Mochila se mudó al pueblo y empezó a vivir de algo de lo que el club le pasaba y
algo de los trabajos que en temporada hacía como refugiero del cerro Perito
Moreno, o manejando los medios de elevación del cerro, dependiendo el dueño de
turno.
Cuando ese verano fui a Bolsón, me crucé con Marina, la mamá de Germán, que
era la que lo ayudaba con las credenciales, los papeleos, todas las cosas de
estadísticas que a él no le gustaban. Me hizo pasar a su casa y tomamos unos
mates. En un momento subió y volvió con una caja de fotos.
- Fue una de las cosas pudimos sacar antes de que viniera la exmujer. ¿Vos
sabías que se había casado? –
- No - Sí sabía, una vez me había mostrado la foto de su hijo, no me acuerdo
el nombre, creo que era Emanuel.
De adentro de la caja agarré las fotos y las empecé a pasar una a una y fui
reconociendo las caras de esos que ahora me cruzaba en el boliche o en la
calle, de esos, mis compañeros, que como yo, habían crecido.

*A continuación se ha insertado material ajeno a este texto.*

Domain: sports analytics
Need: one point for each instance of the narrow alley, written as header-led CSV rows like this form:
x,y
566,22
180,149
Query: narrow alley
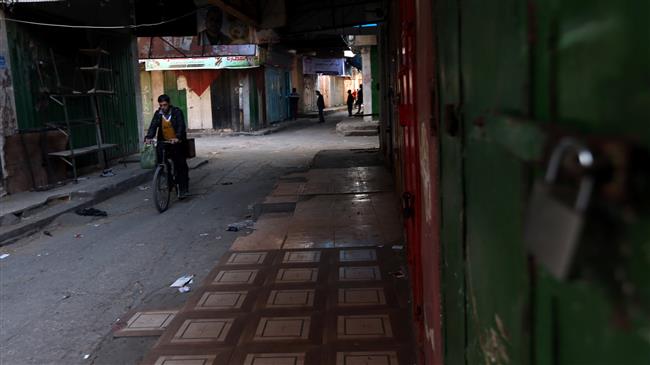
x,y
308,182
55,313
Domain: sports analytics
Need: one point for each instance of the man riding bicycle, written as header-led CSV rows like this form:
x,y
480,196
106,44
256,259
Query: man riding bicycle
x,y
168,124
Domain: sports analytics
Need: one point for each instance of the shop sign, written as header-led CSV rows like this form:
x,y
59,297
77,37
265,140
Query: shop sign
x,y
202,63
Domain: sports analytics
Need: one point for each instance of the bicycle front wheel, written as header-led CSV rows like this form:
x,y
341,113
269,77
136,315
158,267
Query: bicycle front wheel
x,y
161,189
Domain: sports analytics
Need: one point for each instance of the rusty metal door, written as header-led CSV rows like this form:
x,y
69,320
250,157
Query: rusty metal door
x,y
411,197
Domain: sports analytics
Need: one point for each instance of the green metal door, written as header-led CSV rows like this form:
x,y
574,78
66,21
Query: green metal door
x,y
178,97
514,77
485,268
592,75
451,183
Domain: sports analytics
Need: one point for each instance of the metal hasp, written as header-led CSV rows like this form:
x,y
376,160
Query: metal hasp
x,y
552,229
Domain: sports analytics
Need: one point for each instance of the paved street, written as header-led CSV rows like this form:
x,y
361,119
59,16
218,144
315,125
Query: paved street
x,y
61,292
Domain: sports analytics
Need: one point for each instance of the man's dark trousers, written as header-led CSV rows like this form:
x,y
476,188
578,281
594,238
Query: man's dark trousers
x,y
176,152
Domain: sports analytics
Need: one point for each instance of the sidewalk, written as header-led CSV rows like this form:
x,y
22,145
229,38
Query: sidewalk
x,y
317,283
24,213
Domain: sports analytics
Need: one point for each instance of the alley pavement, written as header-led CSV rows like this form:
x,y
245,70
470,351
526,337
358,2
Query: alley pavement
x,y
64,289
323,282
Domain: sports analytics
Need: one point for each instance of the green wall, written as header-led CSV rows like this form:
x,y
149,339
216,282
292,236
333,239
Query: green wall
x,y
30,46
514,76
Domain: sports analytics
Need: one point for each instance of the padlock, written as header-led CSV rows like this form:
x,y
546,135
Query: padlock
x,y
552,229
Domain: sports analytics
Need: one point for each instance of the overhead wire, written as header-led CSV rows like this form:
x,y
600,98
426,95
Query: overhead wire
x,y
126,26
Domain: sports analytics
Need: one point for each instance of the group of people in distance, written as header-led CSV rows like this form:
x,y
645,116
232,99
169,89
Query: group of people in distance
x,y
354,98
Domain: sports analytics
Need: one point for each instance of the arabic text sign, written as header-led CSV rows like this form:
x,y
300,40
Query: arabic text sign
x,y
330,66
201,63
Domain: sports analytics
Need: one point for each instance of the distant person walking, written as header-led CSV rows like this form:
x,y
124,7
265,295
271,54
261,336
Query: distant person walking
x,y
293,103
320,103
359,99
350,103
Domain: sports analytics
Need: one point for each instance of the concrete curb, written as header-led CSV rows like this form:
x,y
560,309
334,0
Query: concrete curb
x,y
12,233
270,130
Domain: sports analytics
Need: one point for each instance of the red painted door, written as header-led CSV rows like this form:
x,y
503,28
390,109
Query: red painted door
x,y
410,158
427,144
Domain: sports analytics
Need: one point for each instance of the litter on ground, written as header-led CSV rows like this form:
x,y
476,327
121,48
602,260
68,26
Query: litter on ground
x,y
182,281
91,212
238,226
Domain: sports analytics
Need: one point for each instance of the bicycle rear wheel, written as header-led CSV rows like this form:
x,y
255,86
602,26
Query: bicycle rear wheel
x,y
161,189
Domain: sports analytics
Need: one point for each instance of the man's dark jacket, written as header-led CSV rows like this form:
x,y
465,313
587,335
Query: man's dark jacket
x,y
178,122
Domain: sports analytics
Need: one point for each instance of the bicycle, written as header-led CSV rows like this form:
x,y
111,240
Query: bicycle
x,y
164,180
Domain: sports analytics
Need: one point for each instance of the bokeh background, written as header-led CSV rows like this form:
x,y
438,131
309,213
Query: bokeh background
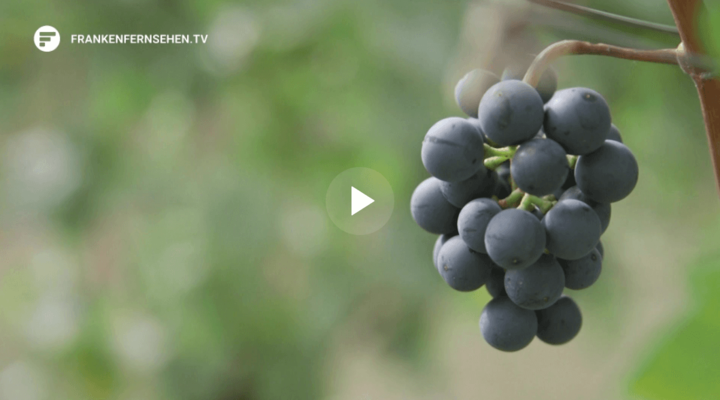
x,y
163,232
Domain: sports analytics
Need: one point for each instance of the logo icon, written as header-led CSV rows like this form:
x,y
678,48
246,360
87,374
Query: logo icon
x,y
47,38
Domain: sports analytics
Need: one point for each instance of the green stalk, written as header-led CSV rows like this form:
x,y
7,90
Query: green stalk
x,y
493,163
513,200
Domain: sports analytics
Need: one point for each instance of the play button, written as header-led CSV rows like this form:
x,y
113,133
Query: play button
x,y
356,190
358,200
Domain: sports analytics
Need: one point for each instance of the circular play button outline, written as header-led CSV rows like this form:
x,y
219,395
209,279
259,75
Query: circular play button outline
x,y
360,201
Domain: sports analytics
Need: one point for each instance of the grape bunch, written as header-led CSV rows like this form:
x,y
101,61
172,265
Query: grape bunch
x,y
520,194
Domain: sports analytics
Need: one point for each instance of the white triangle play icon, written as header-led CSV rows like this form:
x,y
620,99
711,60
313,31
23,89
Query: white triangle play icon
x,y
358,200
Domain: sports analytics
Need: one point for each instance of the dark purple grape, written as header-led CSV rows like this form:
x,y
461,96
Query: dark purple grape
x,y
473,221
578,119
540,167
507,327
453,150
510,112
573,229
608,174
482,184
583,272
537,286
559,323
495,285
463,269
470,89
430,209
438,244
514,239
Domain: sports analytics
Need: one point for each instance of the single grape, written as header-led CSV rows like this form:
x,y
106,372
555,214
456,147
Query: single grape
x,y
537,286
431,210
463,269
473,221
569,181
603,210
583,272
482,184
507,327
578,119
537,213
539,167
503,188
608,174
514,239
559,323
614,134
546,86
573,229
496,282
453,150
510,112
441,240
470,89
474,122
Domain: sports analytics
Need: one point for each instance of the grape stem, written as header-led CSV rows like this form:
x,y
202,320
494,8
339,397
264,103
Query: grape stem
x,y
605,16
494,156
685,13
508,151
568,47
493,163
572,160
527,202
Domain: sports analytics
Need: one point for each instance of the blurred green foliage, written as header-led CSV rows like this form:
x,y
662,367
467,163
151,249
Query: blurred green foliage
x,y
162,223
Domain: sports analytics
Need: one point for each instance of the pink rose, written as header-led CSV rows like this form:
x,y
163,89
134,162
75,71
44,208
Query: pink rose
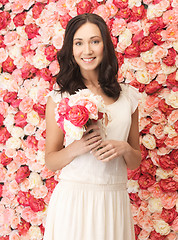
x,y
36,204
22,173
32,30
147,166
4,19
4,135
168,215
168,185
23,198
20,119
19,19
84,6
78,115
8,65
4,159
167,163
153,87
37,9
146,180
23,227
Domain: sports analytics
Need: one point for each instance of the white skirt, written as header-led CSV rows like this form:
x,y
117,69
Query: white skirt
x,y
79,211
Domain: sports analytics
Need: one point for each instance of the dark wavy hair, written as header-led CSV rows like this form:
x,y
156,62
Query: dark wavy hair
x,y
69,77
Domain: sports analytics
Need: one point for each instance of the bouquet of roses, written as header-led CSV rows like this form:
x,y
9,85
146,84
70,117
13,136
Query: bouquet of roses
x,y
74,113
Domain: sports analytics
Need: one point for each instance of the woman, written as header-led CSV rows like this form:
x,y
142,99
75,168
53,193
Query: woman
x,y
91,200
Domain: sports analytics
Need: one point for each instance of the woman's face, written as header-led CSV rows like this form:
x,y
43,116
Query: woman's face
x,y
88,47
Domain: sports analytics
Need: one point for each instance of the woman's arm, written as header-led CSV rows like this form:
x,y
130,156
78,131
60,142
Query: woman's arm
x,y
130,150
56,156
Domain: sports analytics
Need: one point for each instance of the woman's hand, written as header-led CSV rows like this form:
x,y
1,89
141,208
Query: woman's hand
x,y
110,149
91,140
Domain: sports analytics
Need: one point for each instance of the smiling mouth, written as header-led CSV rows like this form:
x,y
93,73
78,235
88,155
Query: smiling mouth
x,y
88,59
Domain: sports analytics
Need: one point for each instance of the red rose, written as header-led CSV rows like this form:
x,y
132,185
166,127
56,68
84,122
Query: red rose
x,y
4,135
137,231
28,71
133,50
4,159
51,184
174,155
32,142
23,227
134,174
137,13
120,58
32,30
166,162
147,166
45,74
138,85
121,3
153,87
36,204
146,44
2,45
9,97
170,59
171,79
23,198
37,9
168,215
160,142
164,107
19,19
40,109
4,19
78,115
123,13
156,236
20,119
22,173
146,180
137,37
1,188
156,37
64,19
1,120
84,6
168,185
51,53
8,65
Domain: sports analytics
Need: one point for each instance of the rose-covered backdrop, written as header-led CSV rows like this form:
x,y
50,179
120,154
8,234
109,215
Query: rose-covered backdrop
x,y
145,36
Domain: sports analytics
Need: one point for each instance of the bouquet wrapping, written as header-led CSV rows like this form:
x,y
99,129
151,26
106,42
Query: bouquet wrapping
x,y
74,113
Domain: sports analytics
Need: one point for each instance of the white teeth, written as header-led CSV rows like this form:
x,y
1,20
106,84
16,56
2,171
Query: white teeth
x,y
88,59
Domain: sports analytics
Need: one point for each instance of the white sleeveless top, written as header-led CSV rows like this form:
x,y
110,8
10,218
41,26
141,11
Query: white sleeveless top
x,y
86,168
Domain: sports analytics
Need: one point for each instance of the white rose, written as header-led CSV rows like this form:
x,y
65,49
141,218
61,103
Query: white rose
x,y
35,233
17,132
149,141
155,205
168,129
125,37
132,186
14,143
163,174
172,99
161,227
33,118
40,157
147,56
35,180
143,77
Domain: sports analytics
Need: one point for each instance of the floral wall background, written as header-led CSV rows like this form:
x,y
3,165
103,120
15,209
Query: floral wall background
x,y
145,37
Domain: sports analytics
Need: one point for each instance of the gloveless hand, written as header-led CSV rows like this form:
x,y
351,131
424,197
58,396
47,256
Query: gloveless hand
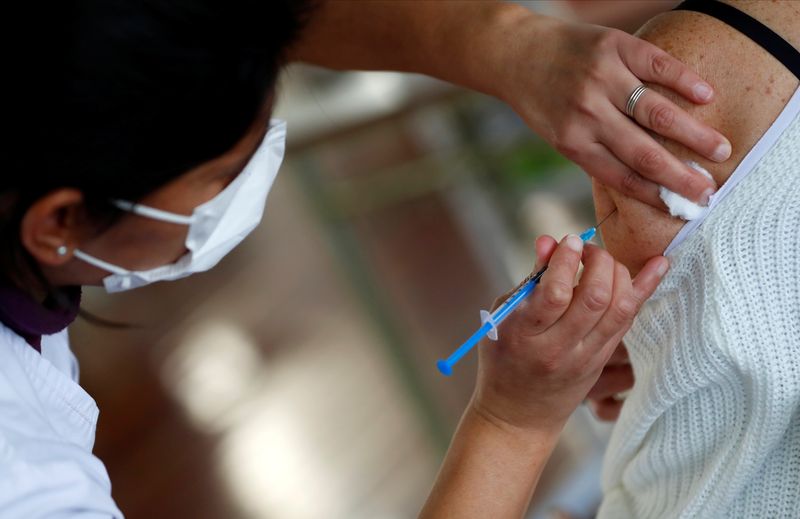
x,y
571,83
552,349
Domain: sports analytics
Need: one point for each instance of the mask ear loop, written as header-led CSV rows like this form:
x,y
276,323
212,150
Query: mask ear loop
x,y
152,212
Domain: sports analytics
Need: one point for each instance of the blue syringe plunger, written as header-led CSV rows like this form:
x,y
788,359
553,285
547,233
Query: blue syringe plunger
x,y
490,321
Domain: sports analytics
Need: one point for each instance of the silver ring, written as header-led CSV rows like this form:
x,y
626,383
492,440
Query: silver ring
x,y
633,99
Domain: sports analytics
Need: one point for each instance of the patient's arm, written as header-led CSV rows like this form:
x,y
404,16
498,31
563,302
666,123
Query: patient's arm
x,y
752,87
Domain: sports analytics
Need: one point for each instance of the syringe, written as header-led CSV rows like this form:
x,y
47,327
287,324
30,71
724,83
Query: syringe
x,y
490,321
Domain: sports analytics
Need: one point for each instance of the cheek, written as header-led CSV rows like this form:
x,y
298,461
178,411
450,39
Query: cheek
x,y
138,243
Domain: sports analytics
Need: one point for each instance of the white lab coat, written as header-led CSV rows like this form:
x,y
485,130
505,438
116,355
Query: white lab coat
x,y
47,428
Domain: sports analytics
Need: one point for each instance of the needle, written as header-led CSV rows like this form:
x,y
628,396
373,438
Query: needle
x,y
490,321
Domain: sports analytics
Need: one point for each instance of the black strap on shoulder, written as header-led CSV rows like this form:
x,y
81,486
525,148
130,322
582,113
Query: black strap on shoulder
x,y
750,27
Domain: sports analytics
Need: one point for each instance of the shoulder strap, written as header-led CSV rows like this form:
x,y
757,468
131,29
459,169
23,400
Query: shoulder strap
x,y
750,27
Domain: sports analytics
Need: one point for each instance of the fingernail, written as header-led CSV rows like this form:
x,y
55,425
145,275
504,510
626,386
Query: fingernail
x,y
662,268
574,242
723,152
703,91
706,196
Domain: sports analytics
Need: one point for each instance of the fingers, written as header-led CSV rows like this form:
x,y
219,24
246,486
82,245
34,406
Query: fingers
x,y
591,297
553,294
619,357
545,246
627,299
651,64
664,117
644,155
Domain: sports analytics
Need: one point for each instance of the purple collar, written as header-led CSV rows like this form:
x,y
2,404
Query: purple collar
x,y
30,319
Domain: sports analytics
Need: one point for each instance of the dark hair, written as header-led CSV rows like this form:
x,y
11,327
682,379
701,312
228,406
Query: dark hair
x,y
118,97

Fotos con las camisetas blancas y con las verdes.
De los campamentos, de adentro de las carpas, jugando al ping pong.
De Facu haciendo jueguitos con la cabeza.
Del Pocho con una camiseta de River una vuelta que perdió una apuesta.
De cada uno de nosotros, en un momento en el que todavía no habíamos
dejado de ser inocentes.
Le pregunté dónde estaba la tumba y esa tarde noche fui al cementerio. No la
encontré porque no tenía placa, así que dije algo en voz alta, algo así como: No se
escondan atrás del rival, algo que me pareció gracioso. Me fui iluminándome el
camino con la luz del celular.
Sigo jugando al fútbol, es una de las pocas constantes que encuentro en mi vida,
una de esas pocas cosas que no me aburren después de hacerlas varias veces.
Una es el cine, otra escribir, otra el fútbol. He jugado en varios equipos más, en
cientos de picados, mis rodillas y mis codos están todos marcados por el césped
sintético y por las canchas de tierra.
Y cada vez que entro a una cancha, cada vez que oigo sus gritos en mis gritos,
en mis órdenes, lo siento al lado mío, porque sé que me acompaña. Y sé que está
ahí afuera, al lado de la raya, fumando.